Hot Seat Case #99 Denouement: 14 yo F with abdominal pain

Posted on: September 29, 2017, by :

Scott Herskowtiz, INOVA Children’s Hospital

The Case:
14 year-old female presenting with acute on chronic abdominal pain, weight loss, and new onset NB/NB emesis. The acute exacerbation was going on for the past three days and she was previously diagnosed with GERD, but her symptoms did not seem to improve on Pepcid. She was recently switched to zantac. Her physical exam seemed relatively unremarkable other than mild epigastric tenderness to palpation.

Here’s How You Answered Our Questions:

Discussion:

If you went through this case it was probably no surprise to you how much of a surprise it was to the group when the laboratory results returned. Every provider in the room has had multiple patients such as this one. Nonspecific abdominal pain with a differential as long as the NYC Marathon.

However, Dr. Jennifer Chapman reminded us that in chronic problems such as this one, it is prudent for the provider to set the families expectations early. In that, most likely we will not give you an answer to what is causing this, but, hopefully point you in the right direction of someone who may be able to. Overwhelmingly, the group agreed that a Urine HCG would be the most consistent test to be done in the Emergency Department, as sending a pregnant adolescent with abdominal pain would be poor form. Imaging decisions for this patient may be institutional dependent as ultrasound has several limitations. Not only is it a user dependent mode of imaging that requires a great deal of proficiency, but, also has limited availability during certain portions of the evening at many places. Dr. Karen O’Connell brought up the fact that abdominal xrays are truly limited in their role. If one is not looking for obstruction or perforation, it is often of limited value.

Finally, the ever dreadful conversation of how emergency medicine is shifting toward the customer service industry whether we like it or not. However, Dr. Joanna Cohen graciously reminded the group that doing labs for the “sake of doing labs” is the wrong mentality to have and will inevitably add to the ever growing problem of health care expenditure. We as physicians should be mindful of health care expenses and put our feet down when we get push back from families.

Denouement:

The patient was admitted to the Hospitalist service for hyponatremia for further workup.

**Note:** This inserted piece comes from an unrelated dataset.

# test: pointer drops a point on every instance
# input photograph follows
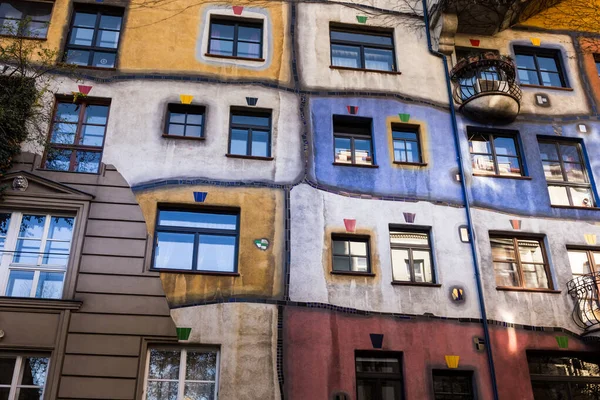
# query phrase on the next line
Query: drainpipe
(463, 185)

Her TSH was noted to be 475 with a T4 that was undetectable. An ACTH stimulation test showed undetectable cortisol levels at 30 and 60 minutes. Additionally, she had low post-menarchal estrogen levels. She was started on levothyroxine and hydrocortisone. Her kidney function and hyponatremia normalized after treatment. She was ultimately diagnosed with Autoimmune Polyglandular Syndrome Type 2 (previously called Schmidt disease).

https://www.ncbi.nlm.nih.gov/pmc/articles/PMC4437097/pdf/jcdr-9-OD01.pdf

The information in these cases has been changed to protect patient identity and confidentiality. The images are only provided for educational purposes and members agree not to download them, share them, or otherwise use them for any other purpose.